How can I implement image widowing in my image in Java?

Question

My initial image is a medical image and my main objective is finding directionality. The original size of my image was 8X8 and I have rescaled the image to 32X32 to increase my accuracy. My input image is Fourier Transform Power Spectrum and my main objective is finding directionality. I want to window my image of size 32X32 as an image pre-processing approach. I want to implement the circularly symmetric window in Java. My main concern is that which window should I use and how can I implement? I tried to use the Gaussian window for my image. But, as I apply the Gaussian window, the whole meaning of my image changes. Am I doing something wrong?

I have implemented my Gaussian Window in Java as:

    double value = 0;
    double distance = 0;
    double x_center = (imageWidth - 1) * 0.5;
    double y_center = (imageHeight - 1) * 0.5;
    double cutoff = 2;
    double dc_level = 255;
    for (int i = 0; i < image.getWidth(); i++) {
        for (int j = 0; j < image.getHeight(); j++) {
            distance = Math.sqrt(Math.pow(Math.abs(i - x_center), 2)
                    + Math.pow(Math.abs(j - y_center), 2));
            value = dc_level * Math.exp(-1 * distance * distance)
                    / (1.442695 * cutoff * cutoff);
            powerspectrum[i][j] = (int) value;
        }
    }

Thank you so much for your help.

Answer 1

Consider the large image, and the region of interest (red):

If you will simply take the Fourier transform of the 8x8 region, the transform is assuming that the image is periodic like this:

The Fourier transform will see artificial directional features across the replicates of the 8x8 region. But if you pad the 8x8 image with zeros to 32x32, these artifacts disappear and the frequency resolution of the discrete Fourier transform is enhanced as a welcome side effect as well:

However, now a new problem is revealed: There are artificial directional features along the boundary lines of the 8x8 region, like in the upper half of the left boundary and in the left half of the upper boundary. A solution is to multiply the 8x8 image with a circularly symmetric window function:

The drawback is that the corners of the image are completely ignored. If you think it is useful, you could extend your region of interest so that you would not null the corners of that 8x8 region.

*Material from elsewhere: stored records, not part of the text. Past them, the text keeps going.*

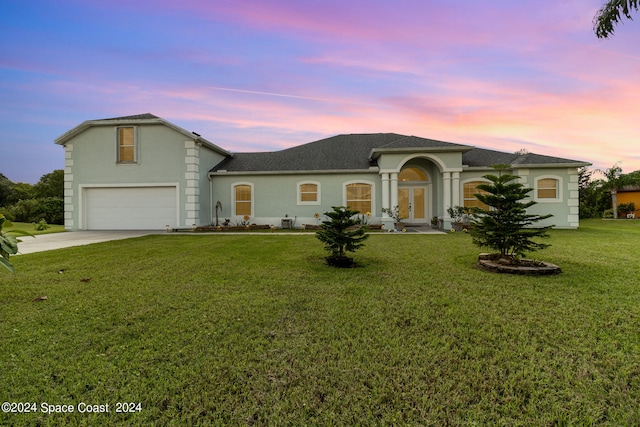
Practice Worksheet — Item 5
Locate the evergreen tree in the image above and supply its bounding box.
[471,165,552,260]
[316,206,369,266]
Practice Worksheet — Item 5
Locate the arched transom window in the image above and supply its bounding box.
[398,167,428,182]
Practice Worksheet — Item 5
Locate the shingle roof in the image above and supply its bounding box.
[94,113,160,122]
[462,148,586,167]
[211,133,471,172]
[211,133,587,172]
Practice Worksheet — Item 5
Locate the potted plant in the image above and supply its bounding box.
[382,205,405,230]
[447,206,465,231]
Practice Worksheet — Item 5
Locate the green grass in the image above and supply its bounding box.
[2,222,65,234]
[0,220,640,426]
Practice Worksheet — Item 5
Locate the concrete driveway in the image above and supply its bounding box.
[18,230,162,254]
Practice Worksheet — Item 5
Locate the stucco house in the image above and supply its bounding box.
[55,114,589,230]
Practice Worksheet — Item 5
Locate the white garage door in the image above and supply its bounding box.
[84,187,177,230]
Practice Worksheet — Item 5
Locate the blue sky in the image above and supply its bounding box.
[0,0,640,183]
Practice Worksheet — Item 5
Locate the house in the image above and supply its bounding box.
[55,114,589,230]
[612,185,640,218]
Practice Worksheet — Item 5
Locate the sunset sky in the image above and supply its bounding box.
[0,0,640,183]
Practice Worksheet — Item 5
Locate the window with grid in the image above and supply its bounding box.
[234,184,252,216]
[347,183,372,214]
[298,183,319,204]
[117,127,137,163]
[463,181,489,210]
[536,178,558,199]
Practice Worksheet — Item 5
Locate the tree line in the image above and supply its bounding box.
[579,164,640,218]
[0,169,64,224]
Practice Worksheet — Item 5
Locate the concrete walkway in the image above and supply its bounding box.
[18,230,156,254]
[18,227,444,255]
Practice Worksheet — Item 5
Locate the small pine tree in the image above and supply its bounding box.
[471,165,553,261]
[316,206,369,267]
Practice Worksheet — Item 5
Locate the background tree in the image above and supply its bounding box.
[316,206,369,267]
[471,165,552,261]
[593,0,639,39]
[33,169,64,199]
[600,163,640,218]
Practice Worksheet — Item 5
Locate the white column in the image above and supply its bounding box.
[442,172,451,218]
[390,172,398,209]
[382,173,391,218]
[451,172,462,206]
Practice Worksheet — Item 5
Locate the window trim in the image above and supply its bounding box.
[460,177,491,208]
[533,175,563,203]
[231,181,255,218]
[296,181,322,206]
[342,179,376,216]
[115,126,139,165]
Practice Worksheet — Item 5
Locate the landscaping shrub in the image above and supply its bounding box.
[6,197,64,224]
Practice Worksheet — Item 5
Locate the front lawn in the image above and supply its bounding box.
[2,222,65,234]
[0,220,640,426]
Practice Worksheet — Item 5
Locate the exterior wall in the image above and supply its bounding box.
[211,171,382,227]
[65,122,223,230]
[457,168,580,228]
[616,190,640,218]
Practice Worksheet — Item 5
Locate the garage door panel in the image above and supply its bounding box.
[85,187,177,230]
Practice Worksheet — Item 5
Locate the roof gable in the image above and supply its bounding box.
[55,113,231,156]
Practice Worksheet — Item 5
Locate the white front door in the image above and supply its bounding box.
[398,185,429,224]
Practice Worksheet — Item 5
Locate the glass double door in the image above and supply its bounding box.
[398,185,428,224]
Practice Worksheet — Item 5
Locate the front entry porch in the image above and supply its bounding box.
[380,158,460,230]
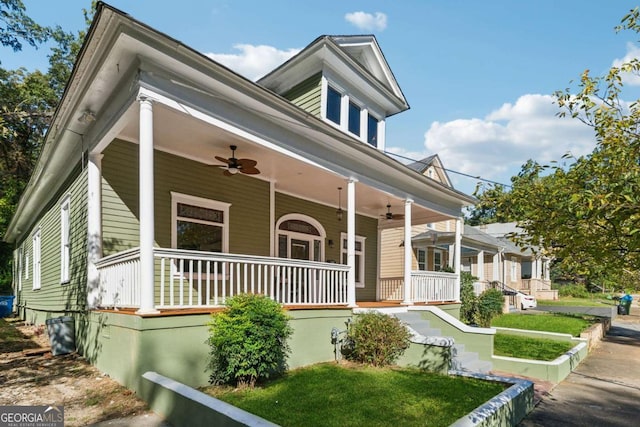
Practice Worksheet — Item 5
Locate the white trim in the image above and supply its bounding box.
[31,228,42,291]
[340,232,367,288]
[60,194,71,284]
[273,213,327,262]
[171,191,231,253]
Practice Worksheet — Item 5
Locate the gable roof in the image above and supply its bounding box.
[407,154,453,188]
[257,35,409,117]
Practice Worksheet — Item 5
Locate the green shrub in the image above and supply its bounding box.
[478,288,504,328]
[208,294,292,387]
[345,311,411,366]
[460,271,479,325]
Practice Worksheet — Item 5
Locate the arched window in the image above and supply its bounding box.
[276,214,326,261]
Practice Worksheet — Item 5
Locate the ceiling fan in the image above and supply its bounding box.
[380,204,404,221]
[215,145,260,176]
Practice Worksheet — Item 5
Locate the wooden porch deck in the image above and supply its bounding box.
[95,301,451,318]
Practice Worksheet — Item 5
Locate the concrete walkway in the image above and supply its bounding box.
[520,310,640,427]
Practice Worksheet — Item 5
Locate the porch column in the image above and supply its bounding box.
[476,251,484,281]
[454,217,464,301]
[136,96,158,314]
[402,199,413,305]
[87,153,102,309]
[347,179,358,307]
[532,257,543,279]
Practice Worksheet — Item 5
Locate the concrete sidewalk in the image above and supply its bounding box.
[520,310,640,427]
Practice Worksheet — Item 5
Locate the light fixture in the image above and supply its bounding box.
[78,110,96,124]
[336,187,344,221]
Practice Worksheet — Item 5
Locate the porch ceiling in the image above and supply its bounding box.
[118,103,450,227]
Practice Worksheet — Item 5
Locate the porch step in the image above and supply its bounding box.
[451,344,492,373]
[395,312,442,337]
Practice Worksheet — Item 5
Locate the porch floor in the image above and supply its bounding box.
[95,301,452,318]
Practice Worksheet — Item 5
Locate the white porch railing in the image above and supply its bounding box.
[97,248,349,309]
[380,270,457,303]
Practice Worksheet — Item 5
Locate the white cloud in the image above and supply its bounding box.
[416,95,595,192]
[612,42,640,86]
[344,11,387,31]
[205,44,300,80]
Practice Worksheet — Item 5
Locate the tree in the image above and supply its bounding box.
[0,0,95,293]
[0,0,51,52]
[472,8,640,288]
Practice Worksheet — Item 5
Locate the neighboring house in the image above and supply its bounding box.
[473,222,558,299]
[4,3,474,390]
[380,159,553,300]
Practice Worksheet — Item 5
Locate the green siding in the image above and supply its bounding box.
[276,193,378,301]
[18,167,87,313]
[283,73,322,117]
[102,141,269,256]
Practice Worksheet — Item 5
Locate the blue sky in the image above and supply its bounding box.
[0,0,640,193]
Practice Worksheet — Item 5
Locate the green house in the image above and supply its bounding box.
[4,3,474,387]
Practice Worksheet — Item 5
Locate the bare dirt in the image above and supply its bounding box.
[0,319,151,426]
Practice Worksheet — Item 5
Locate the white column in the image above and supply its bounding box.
[269,181,277,257]
[87,153,102,309]
[454,218,464,301]
[137,97,157,314]
[402,199,413,305]
[476,251,484,281]
[347,179,358,307]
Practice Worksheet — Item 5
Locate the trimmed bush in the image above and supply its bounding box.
[478,288,504,328]
[460,271,479,325]
[208,294,292,387]
[345,311,411,366]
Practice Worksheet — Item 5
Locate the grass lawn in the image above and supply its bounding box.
[491,313,596,337]
[204,363,505,427]
[493,332,575,361]
[538,294,617,307]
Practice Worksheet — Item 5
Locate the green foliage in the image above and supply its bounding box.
[493,332,574,361]
[470,8,640,284]
[0,0,50,52]
[478,288,504,328]
[460,271,480,325]
[208,294,293,387]
[346,311,411,366]
[205,363,504,427]
[491,313,596,337]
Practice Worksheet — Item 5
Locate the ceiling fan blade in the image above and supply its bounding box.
[236,159,258,169]
[238,165,260,175]
[215,156,229,164]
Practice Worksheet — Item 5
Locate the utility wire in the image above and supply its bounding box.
[384,151,511,188]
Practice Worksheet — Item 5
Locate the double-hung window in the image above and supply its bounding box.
[60,197,71,283]
[171,193,231,252]
[341,233,365,288]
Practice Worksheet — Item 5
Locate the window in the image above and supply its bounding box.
[32,229,41,290]
[278,214,325,261]
[348,102,360,136]
[60,197,71,283]
[327,86,342,125]
[418,249,427,271]
[171,193,231,252]
[367,114,378,147]
[340,233,365,288]
[433,249,442,271]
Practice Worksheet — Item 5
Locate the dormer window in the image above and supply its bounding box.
[367,114,378,147]
[349,102,360,136]
[324,80,384,149]
[327,86,342,125]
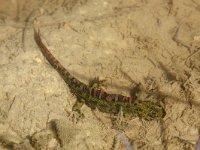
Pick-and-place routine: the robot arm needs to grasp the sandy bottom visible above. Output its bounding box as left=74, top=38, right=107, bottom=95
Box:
left=0, top=0, right=200, bottom=150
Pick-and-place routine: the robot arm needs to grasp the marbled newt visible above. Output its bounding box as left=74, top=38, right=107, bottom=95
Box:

To test the performance of your dominant direction finding algorithm starting with the 8x8 input image, you can use test images. Start with a flat white 8x8 image. This should not give a dominant direction stronger than some level of approximation error. If it does, make sure that your window function has circular symmetry and that you have normalized fairly the calculation of all direction-specific integrals over the squared magnitude of the Fourier transform. Then try 8x8 images with directionality generated by setting the pixels to values $\cos(ax + by + c)$, where $\text{atan2}(a, b)$ defines the directionality, $x$ and $y$ are the pixel coordinates and $c$ should not affect the analysis result.

If your algorithm passes these tests it should be fine!